At this point, Uncle R.T. explained Little Danny's job that cold winter morning was to hold and stretch out the pigs' back legs, which put me up-close, with a personal view of what was taking place on those hogs' reproductive parts.
"We're about to make girls out of those boy hogs," older brother H. Van shared there in the barn stall.

However, when Uncle R.T. explained having a "razor-sharp" knife resulted in less pain to the pigs, it may have soothed my dread to some extent.

But when those poor defenseless hogs started squealing and crying with pain, which sounded just how humans squeal and holler when great pain is inflicted, I let go of the hogs' back legs, and cut a trail out of the barn.

"You can take a two-by-four plank up side my head, but you can't make me castrate a hog," I declared. "It just ain't right."

Thus, Little Danny became the first "farm boy pacifist" in our farming community.

"You're a sissy, for not cutting the testicles out of those hogs," judged older brother harshly.

However, there's more to this painful hog tail castration tale to come.

It happened that night when Momma Whittle set a platter of "mountain oysters" on the table for our supper meal.

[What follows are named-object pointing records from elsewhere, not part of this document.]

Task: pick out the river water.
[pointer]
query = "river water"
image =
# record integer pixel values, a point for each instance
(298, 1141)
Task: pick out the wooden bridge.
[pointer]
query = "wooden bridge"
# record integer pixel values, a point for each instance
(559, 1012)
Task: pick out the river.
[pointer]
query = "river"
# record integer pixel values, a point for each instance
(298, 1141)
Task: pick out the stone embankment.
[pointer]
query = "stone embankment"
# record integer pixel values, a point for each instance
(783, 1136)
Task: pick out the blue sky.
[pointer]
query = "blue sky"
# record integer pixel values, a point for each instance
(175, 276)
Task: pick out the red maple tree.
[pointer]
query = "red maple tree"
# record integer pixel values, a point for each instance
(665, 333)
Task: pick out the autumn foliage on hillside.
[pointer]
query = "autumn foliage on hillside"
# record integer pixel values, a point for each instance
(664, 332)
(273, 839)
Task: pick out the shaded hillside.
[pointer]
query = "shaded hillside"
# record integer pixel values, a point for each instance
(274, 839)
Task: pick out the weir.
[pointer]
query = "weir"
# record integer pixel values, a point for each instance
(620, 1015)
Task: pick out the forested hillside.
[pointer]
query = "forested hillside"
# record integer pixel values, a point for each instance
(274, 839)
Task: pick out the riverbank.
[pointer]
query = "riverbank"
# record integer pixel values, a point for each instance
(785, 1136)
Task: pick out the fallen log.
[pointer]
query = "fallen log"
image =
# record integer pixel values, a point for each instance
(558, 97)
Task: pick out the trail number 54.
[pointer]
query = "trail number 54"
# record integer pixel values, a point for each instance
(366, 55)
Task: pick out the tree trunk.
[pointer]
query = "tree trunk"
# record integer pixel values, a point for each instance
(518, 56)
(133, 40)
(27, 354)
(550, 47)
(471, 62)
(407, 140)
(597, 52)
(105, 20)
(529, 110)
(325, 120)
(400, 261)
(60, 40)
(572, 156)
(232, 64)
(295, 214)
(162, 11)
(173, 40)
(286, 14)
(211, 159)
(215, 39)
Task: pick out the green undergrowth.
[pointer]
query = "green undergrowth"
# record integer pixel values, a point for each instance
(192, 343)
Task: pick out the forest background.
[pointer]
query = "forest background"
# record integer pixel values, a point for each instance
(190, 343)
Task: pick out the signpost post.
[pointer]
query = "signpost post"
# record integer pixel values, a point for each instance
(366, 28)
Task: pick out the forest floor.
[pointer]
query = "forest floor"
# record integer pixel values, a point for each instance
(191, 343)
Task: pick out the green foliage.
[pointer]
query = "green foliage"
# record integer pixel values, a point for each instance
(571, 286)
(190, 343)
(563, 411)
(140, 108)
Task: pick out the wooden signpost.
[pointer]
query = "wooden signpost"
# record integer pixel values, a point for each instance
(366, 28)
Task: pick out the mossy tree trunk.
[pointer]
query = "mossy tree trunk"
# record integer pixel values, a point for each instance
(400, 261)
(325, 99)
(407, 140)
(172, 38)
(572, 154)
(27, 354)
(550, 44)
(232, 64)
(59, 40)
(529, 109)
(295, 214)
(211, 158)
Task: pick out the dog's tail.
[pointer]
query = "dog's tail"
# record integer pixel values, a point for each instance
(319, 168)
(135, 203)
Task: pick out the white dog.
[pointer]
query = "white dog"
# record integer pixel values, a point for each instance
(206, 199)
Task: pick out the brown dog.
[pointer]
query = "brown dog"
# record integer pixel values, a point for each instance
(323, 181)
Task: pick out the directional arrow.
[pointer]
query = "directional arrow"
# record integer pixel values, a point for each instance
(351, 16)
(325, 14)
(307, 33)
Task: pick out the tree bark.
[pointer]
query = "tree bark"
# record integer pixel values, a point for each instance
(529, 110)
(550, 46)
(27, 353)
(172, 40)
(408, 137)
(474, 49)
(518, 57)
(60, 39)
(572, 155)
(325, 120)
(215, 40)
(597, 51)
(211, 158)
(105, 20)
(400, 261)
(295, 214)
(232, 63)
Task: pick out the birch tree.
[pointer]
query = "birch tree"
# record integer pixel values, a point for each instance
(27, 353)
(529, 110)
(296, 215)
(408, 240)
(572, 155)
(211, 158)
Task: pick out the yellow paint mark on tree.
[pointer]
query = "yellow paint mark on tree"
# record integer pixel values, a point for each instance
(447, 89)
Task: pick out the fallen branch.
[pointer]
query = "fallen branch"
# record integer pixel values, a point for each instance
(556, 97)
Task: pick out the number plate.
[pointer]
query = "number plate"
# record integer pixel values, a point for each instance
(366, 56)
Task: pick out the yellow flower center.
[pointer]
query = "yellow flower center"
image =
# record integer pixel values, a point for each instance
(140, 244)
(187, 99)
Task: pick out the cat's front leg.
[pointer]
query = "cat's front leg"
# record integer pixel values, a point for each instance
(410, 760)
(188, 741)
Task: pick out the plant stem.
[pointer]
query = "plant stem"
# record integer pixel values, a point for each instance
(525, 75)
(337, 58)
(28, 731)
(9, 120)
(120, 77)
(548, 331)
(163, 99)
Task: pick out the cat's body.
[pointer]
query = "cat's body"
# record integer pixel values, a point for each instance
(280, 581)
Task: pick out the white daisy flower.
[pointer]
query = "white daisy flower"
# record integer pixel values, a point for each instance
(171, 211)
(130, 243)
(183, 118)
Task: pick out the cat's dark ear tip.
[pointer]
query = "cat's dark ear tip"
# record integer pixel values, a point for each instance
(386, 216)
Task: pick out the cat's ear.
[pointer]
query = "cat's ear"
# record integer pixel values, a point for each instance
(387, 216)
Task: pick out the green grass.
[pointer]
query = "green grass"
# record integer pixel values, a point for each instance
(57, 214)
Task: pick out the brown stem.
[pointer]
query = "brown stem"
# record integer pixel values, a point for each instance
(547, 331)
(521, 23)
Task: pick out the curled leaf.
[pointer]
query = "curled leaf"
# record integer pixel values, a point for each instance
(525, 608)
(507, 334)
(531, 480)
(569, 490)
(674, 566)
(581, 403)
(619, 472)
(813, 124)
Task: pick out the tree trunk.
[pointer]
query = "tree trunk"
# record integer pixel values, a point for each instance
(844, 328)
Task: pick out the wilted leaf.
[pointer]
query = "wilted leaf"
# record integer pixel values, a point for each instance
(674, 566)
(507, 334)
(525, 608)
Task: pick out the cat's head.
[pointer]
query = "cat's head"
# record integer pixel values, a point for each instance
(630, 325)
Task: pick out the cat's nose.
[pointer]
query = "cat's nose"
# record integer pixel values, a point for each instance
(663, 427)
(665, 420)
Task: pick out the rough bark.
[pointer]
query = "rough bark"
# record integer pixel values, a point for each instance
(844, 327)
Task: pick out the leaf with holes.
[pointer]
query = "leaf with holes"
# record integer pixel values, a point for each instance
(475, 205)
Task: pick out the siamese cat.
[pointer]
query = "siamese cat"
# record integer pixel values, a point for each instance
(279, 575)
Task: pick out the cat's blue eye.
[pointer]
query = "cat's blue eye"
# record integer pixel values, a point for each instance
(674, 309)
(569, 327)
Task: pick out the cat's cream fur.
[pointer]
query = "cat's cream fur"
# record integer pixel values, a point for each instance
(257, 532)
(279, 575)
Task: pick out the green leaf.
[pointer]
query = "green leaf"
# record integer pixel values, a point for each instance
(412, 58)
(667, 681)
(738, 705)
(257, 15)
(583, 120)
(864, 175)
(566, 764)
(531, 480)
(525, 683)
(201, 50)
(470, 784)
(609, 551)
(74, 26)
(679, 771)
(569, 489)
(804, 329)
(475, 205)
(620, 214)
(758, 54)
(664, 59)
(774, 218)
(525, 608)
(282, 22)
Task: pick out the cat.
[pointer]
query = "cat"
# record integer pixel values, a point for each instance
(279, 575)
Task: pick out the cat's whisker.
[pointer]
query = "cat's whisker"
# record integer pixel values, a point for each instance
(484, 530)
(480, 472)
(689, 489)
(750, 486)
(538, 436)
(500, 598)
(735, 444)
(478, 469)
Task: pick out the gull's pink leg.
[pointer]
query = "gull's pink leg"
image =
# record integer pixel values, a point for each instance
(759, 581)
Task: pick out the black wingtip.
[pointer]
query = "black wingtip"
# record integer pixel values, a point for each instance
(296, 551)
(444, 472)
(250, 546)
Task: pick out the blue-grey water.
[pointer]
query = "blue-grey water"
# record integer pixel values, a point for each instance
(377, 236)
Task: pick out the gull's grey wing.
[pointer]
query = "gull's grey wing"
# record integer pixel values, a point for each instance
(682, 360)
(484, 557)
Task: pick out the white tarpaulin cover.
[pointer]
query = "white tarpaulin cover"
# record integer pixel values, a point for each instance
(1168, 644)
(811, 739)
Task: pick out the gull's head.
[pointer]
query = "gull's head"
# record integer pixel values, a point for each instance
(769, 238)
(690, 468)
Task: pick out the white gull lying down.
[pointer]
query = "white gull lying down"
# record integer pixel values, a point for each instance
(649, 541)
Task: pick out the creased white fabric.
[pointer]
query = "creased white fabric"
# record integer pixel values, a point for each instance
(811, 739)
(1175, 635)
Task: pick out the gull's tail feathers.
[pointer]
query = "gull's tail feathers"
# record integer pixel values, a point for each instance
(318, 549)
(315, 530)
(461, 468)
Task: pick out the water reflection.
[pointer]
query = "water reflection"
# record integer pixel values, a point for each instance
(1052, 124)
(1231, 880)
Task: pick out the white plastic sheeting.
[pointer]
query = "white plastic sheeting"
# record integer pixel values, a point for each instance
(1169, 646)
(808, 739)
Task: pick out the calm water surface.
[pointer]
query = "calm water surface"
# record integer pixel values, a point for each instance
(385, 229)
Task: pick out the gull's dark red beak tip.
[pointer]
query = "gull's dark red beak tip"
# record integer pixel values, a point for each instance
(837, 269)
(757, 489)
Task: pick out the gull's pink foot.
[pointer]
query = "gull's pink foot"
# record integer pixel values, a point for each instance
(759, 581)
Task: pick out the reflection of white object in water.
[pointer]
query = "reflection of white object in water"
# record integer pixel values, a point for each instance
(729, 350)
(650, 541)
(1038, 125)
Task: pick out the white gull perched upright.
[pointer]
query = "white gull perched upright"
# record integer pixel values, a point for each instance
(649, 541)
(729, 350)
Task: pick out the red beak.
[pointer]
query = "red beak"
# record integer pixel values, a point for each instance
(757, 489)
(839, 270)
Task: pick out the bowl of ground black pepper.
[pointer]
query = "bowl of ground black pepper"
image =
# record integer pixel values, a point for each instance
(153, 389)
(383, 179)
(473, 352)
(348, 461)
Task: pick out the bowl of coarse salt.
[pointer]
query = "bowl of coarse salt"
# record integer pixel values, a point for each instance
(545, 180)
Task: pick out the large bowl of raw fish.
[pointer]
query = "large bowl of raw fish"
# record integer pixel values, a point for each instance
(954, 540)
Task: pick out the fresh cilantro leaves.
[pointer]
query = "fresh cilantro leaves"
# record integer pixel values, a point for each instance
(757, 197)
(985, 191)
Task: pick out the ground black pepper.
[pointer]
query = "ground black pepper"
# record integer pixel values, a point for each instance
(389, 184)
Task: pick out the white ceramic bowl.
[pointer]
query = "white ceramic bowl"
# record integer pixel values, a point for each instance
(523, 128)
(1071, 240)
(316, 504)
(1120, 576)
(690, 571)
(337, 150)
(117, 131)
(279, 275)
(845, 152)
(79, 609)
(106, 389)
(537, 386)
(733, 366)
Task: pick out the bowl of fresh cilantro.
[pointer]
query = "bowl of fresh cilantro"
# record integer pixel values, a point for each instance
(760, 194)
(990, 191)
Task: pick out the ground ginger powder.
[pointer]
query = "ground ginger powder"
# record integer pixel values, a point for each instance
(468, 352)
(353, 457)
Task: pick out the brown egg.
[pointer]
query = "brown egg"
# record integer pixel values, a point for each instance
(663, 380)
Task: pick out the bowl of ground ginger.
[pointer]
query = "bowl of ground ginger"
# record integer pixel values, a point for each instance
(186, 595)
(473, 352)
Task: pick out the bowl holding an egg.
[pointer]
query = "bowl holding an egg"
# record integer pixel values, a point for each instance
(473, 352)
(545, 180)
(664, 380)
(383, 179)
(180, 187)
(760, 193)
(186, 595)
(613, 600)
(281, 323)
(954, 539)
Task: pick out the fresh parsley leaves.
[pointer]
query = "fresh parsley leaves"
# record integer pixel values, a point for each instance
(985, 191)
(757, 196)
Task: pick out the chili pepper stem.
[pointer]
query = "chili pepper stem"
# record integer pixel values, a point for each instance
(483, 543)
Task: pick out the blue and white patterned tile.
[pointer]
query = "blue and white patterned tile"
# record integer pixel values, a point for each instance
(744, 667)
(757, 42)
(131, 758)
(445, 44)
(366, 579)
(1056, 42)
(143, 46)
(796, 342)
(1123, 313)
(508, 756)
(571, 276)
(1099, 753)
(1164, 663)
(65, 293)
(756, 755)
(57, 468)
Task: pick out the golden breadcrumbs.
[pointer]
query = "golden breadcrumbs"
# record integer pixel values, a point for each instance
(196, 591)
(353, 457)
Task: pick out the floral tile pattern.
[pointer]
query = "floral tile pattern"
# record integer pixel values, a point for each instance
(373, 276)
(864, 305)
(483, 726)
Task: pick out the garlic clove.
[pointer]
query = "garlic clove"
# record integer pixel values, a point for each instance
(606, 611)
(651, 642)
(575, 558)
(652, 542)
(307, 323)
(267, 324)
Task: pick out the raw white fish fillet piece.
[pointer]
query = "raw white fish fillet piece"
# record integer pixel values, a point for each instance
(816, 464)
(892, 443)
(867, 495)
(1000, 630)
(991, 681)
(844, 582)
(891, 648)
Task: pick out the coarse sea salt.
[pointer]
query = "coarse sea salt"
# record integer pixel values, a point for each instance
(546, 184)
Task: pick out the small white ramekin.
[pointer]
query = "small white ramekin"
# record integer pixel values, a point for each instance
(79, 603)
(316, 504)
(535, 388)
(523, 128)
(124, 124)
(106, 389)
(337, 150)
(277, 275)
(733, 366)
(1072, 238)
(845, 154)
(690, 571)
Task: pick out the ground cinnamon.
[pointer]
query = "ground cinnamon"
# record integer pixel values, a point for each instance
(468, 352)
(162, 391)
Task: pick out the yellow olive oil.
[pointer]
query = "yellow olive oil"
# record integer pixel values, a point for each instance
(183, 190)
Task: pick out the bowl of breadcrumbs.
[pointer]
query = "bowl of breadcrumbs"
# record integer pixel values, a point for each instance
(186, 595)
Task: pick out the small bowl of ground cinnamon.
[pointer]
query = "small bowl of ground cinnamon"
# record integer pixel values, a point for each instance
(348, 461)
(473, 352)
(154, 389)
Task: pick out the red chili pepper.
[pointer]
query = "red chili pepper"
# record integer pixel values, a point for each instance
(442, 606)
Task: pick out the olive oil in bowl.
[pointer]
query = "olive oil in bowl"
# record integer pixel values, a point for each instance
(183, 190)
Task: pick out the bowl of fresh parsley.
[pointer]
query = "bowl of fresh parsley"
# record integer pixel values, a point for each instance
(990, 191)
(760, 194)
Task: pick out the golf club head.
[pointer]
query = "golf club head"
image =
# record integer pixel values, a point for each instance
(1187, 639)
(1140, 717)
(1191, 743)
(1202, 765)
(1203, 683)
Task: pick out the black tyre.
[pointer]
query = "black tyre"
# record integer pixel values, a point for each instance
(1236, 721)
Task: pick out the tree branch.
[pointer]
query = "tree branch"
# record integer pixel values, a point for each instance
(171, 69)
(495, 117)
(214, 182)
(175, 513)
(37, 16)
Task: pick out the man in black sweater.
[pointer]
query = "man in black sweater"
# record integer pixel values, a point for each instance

In that era, the meal was called supper. "Dinner" then was the bountiful mid-day meal needed for hard-working farm folks.

And for citified types not familiar with barn yard vernacular, a "mountain oyster" is code talk for a painfully-extracted male hogs' testicle.

Never mind Mother Whittle had fried the things to a crisp and pretty golden-colored flour-and-buttermilk battered brown, there was no way one of those "mountain oysters" was going past Little Danny Whittle's fluttering lips.
Fact is, just the thought of it caused me to leave the "supper" table and go to out behind the chicken house where, as Daddy Whittle termed it: "Little Danny is out there blowing chunks."

That was my farm daddy's way of describing losing one's supper: "It's kind of like dynamiting tree stumps, it blows out all at once."
Upon soulful reflection back to hog-castration days on the farm, maybe that political woman, who recently bragged about having castrating some hogs, would be handy in the Halls of Congress, where our nation's leaders currently act like a dumb bunch of squealing and grunting do-nothing swine.

And where's Uncle R.T. and his sharp knives, now that our nation needs him?